A budding trade war with the US isn’t the only worry for Chinese business.

In the wake of a curious report of a crackdown on ardent communists in Huizhou, China may also be pushing back against the private businesses that have fueled its booming economy over the past two decades.

“Unharmonious voices” are now condemning private enterprise, top pro-market Chinese economist Wu Jinglian recently told colleagues gathered for an economic forum, the New York Times reported.

Meanwhile, though President Xi Jinping sought to reassure entrepreneurs Thursday that he was paying no heed to fringe calls for private enterprises to be abolished and other radical ideas, he also stumped for the state-owned giants, saying that calls for eliminating or shrinking state-owned enterprises are also “wrong and slanted.”

The debate comes as China weighs taking equity stakes in the country’s big internet companies and amid the introduction of stiffer requirements on private firms, including foreign ones, to give Communist Party committees more say in management decisions.

YEMEN

Counting the Pennies

The United Nations has suspended cash transfers to 9 million Yemenis after the Houthi rebels prevented UNICEF from setting up a call center to track the beneficiaries.

Locals familiar with the problem said the Houthi rebels had blocked the call center because it would have exposed how they’re siphoning off the cash amid a fall in the value of the country’s currency that has increased prices for food and fuel, the Associated Press reported.

UNICEF itself declined to provide details about why the call center had not been set up.

The Iran-backed Houthis, who have been battling the Saudi-backed government since 2015, have repeatedly been accused of interfering with aid channels.

Last week, the group also banned the local head of the Adventist Development and Relief Agency from the country after he refused to use the rebels’ beneficiary lists and Houthi-linked staff for aid activities, according to the AP’s sources, who chose to remain anonymous due to fear of reprisals.

RUSSIA

BadRabbit and Other Rodents

Britain on Thursday accused Russian military intelligence (GRU) of running a network of hackers that have wreaked havoc around the world, while the US is gearing up to put its cyber warfare arsenal at NATO’s disposal.

Based on an investigation conducted by its National Cyber Security Center (NCSC), Britain blamed the GRU for the BadRabbit and World Anti-Doping Agency attacks of 2017, the hack of the Democratic National Committee (DNC) in 2016 and the theft of emails from a UK-based TV station in 2015, Reuters reported.

“This pattern of behavior demonstrates their desire to operate without regard to international law or established norms and to do so with a feeling of impunity and without consequences,” said British Foreign Secretary Jeremy Hunt.

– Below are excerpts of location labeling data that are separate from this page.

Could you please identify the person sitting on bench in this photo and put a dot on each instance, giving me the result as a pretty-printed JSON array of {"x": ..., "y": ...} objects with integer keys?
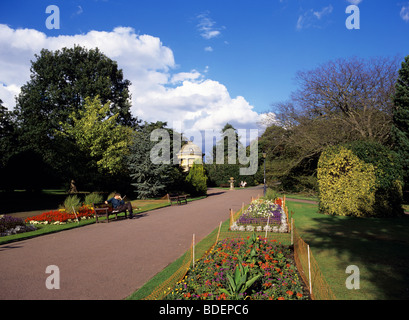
[{"x": 119, "y": 205}]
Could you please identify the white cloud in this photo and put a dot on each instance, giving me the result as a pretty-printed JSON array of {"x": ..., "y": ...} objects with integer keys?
[
  {"x": 404, "y": 13},
  {"x": 158, "y": 91},
  {"x": 325, "y": 11}
]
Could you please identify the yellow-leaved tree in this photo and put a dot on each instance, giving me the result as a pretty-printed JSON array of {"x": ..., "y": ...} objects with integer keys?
[{"x": 360, "y": 179}]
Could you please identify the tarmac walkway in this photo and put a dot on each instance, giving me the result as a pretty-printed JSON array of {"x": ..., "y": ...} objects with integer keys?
[{"x": 112, "y": 260}]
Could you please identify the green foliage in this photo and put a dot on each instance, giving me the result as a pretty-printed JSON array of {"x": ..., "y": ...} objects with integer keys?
[
  {"x": 72, "y": 202},
  {"x": 60, "y": 81},
  {"x": 360, "y": 179},
  {"x": 98, "y": 137},
  {"x": 93, "y": 198},
  {"x": 148, "y": 178},
  {"x": 197, "y": 180},
  {"x": 400, "y": 125}
]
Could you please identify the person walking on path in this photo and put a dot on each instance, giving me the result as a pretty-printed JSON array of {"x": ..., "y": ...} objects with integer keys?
[{"x": 120, "y": 205}]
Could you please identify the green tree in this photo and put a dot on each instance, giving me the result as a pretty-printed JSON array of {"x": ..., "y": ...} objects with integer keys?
[
  {"x": 60, "y": 81},
  {"x": 7, "y": 135},
  {"x": 149, "y": 178},
  {"x": 400, "y": 121},
  {"x": 94, "y": 139}
]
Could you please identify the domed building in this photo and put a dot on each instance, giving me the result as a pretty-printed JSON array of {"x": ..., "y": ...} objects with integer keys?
[{"x": 189, "y": 154}]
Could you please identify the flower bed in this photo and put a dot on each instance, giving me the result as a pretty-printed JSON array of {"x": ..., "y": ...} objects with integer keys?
[
  {"x": 12, "y": 225},
  {"x": 61, "y": 216},
  {"x": 235, "y": 269},
  {"x": 262, "y": 215}
]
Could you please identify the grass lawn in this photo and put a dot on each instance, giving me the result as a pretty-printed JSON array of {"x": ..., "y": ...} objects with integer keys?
[{"x": 379, "y": 247}]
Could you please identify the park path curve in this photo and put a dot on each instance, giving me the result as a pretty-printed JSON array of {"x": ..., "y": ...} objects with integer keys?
[{"x": 111, "y": 260}]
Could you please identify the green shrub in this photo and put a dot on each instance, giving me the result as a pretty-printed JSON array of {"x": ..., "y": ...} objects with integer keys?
[
  {"x": 360, "y": 179},
  {"x": 93, "y": 198}
]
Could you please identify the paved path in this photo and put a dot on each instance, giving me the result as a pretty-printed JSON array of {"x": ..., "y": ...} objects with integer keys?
[{"x": 112, "y": 260}]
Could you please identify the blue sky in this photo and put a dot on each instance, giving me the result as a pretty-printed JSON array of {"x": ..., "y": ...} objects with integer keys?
[{"x": 243, "y": 54}]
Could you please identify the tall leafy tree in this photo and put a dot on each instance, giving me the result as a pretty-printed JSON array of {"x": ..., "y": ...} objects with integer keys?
[
  {"x": 400, "y": 123},
  {"x": 149, "y": 178}
]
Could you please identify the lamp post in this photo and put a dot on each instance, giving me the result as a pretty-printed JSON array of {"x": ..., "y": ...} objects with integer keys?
[{"x": 264, "y": 156}]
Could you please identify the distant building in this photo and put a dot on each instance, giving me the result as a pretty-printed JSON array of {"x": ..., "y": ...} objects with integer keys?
[{"x": 189, "y": 154}]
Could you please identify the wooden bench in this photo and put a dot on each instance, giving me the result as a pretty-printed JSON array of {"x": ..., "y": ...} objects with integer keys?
[
  {"x": 103, "y": 209},
  {"x": 177, "y": 198}
]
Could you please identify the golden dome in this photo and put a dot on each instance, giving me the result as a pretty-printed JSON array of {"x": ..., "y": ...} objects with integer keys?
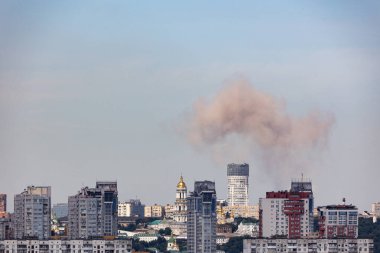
[{"x": 181, "y": 184}]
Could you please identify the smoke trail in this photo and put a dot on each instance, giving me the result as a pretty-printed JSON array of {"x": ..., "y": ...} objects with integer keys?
[{"x": 259, "y": 119}]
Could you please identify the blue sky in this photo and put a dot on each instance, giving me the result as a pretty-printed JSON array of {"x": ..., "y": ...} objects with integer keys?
[{"x": 97, "y": 90}]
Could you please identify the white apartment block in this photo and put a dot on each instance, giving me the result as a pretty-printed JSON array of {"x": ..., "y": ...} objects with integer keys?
[
  {"x": 93, "y": 212},
  {"x": 285, "y": 214},
  {"x": 375, "y": 209},
  {"x": 338, "y": 221},
  {"x": 66, "y": 246},
  {"x": 32, "y": 212},
  {"x": 237, "y": 176},
  {"x": 308, "y": 245},
  {"x": 124, "y": 209}
]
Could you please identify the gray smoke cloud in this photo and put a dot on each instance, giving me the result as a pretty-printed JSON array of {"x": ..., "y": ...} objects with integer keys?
[{"x": 261, "y": 123}]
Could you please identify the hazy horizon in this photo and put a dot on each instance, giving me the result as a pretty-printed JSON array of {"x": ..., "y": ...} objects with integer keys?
[{"x": 139, "y": 92}]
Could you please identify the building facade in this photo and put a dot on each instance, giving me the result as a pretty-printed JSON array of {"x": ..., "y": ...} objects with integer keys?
[
  {"x": 93, "y": 212},
  {"x": 155, "y": 211},
  {"x": 338, "y": 221},
  {"x": 60, "y": 210},
  {"x": 32, "y": 212},
  {"x": 201, "y": 218},
  {"x": 237, "y": 176},
  {"x": 180, "y": 207},
  {"x": 6, "y": 229},
  {"x": 131, "y": 208},
  {"x": 308, "y": 245},
  {"x": 66, "y": 246},
  {"x": 285, "y": 213},
  {"x": 3, "y": 203},
  {"x": 375, "y": 209}
]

Meanwhile, the Associated Press reported that the US is expected to announce it will deploy its cyber warfare capabilities on behalf of NATO amid meetings with NATO defense ministers this week.

DISCOVERIES

The Other Final Frontier

Astronomers may still be looking for signs of extraterrestrial life in the galaxy but it is marine scientists who continue to discover new creatures in the ocean depths.

A team recently recorded three new species of fish in the Atacama Trench of the Pacific Ocean, Quartz reported.

Scientists said the deep dwellers, living 26,000 feet below the surface, belonged to a family of snailfish species known as sea snails or lumpsuckers, due to their feeding style.

But what caught the scientists’ attention was that the Atacama snailfish – a temporary name – “melted” when brought to the surface.

“The hardest structures in their bodies are the bones in their inner ear, which give them balance, and their teeth,” Thomas Linley, a marine biologist at Newcastle University, said in a news release.

Researchers said the new snailfish relies on the extreme pressure of the deep ocean – about 750 times greater than atmospheric pressure at sea level, according to Smithsonian magazine – to hold their gelatinous bodies together.

The team managed to preserve only one of the fish for further studies.

Space might be the final frontier but humans still have a vast underwater world to explore.

“More than eighty percent of our ocean is unmapped, unobserved, and unexplored,” according to the US National Oceanic and Atmospheric Administration (NOAA).